C’est justement sur cette partie de la côte orientale, située à proximité du détroit de Bab-el-Mandeb, que les perspectives de développement semblent être les plus prometteuses, dopées par le flux de marchandises en provenance d’Asie qui empruntent l’une des toutes premières routes maritimes de la planète. Voilà maintenant plus de dix ans que Djibouti construit son succès sur cet atout géographique, pour se classer parmi les tout premiers ports d’Afrique subsaharienne, tout en devenant l’une des très rares interfaces de transbordement de la rangée orientale.

Et, puisque « les armateurs ne vont pas dérouter leurs navires pour aller livrer quelques boîtes à Mombasa », comme le rappelle Aboubaker Omar Hadi, qui s’estime davantage en concurrence avec les ports arabes qu’avec les ports africains, ces derniers n’ont d’autre choix que de se concentrer sur leurs marchés domestiques et leurs hinterlands respectifs. « Pour cela, les ports doivent être intégrés au cœur d’un écosystème logistique », insiste Olivier de Noray, en mettant en place les transports de surface nécessaires pour irriguer les marchés enclavés.

Or, force est de constater que, sur ce point, « les choses ont peu changé depuis un siècle », exagère Aboubaker Omar Hadi. La ligne Djibouti–Addis-Abeba a bien été modernisée en 2016, mais elle ne dépasse toujours pas la capitale éthiopienne, le projet Lapsset n’en finit pas d’être repoussé, pendant que Dar-es-Salam attend toujours la ligne ferroviaire, construite pour 2,2 milliards de dollars par les Chinois pour desservir les pays des Grands Lacs, via le port de Mwanza sur le lac Victoria.

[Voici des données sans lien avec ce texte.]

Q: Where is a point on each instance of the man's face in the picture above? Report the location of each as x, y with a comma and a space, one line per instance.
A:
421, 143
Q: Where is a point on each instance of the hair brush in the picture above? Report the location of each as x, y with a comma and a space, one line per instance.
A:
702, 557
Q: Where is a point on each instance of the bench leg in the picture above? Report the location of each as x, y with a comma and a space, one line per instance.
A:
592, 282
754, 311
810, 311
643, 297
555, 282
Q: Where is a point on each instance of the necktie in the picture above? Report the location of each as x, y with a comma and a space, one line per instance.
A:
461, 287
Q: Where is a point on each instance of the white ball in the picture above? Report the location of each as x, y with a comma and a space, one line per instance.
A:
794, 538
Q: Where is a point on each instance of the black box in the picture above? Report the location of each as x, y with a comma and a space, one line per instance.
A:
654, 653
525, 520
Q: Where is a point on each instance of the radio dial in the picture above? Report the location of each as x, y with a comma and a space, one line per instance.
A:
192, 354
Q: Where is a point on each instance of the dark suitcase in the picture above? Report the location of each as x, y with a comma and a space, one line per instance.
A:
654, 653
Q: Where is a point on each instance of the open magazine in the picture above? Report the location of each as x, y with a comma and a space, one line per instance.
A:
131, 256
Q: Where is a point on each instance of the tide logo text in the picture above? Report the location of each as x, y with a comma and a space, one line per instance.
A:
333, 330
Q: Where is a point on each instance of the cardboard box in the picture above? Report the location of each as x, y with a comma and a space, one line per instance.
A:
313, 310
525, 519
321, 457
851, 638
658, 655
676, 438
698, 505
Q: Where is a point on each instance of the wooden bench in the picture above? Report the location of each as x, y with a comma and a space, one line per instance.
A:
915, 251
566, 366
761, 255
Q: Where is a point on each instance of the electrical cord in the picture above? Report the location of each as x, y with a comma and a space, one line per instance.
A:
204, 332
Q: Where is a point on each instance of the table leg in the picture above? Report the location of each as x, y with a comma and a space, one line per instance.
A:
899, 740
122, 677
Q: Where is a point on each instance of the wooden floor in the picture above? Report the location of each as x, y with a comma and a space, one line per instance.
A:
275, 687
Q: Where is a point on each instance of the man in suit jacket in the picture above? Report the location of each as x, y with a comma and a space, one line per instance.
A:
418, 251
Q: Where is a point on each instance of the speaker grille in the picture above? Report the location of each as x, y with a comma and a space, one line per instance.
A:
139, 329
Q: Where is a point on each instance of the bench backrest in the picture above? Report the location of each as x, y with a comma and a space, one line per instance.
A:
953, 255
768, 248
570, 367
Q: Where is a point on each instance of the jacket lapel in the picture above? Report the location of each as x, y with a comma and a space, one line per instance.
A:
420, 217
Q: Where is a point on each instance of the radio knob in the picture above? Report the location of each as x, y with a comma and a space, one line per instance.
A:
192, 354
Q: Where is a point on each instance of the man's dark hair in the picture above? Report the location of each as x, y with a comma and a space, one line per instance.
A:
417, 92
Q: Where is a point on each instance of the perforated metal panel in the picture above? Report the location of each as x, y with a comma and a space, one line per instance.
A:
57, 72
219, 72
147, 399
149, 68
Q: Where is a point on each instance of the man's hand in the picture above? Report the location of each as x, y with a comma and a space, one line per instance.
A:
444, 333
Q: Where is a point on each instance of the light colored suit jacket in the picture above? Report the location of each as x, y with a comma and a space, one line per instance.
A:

« C’est là que les ports de la façade orientale doivent aller chercher leur croissance. Le potentiel de richesse encore inexploité est énorme », estime Olivier de Noray. Beaucoup d’observateurs estiment que l’arrivée de la Zlecaf et les besoins décuplés d’un marché unique en matière d’échanges commerciaux permettront d’accélérer la cadence. Comme a su le faire l’East African Community (EAC) qui, grâce à une série d’accords politiques sur la libre-circulation des biens, a réussi à ramener le temps de transport des marchandises de 18 à 3 jours, entre Mombasa et Kampala. Exemple à suivre et à généraliser pour espérer améliorer la desserte du cœur du continent.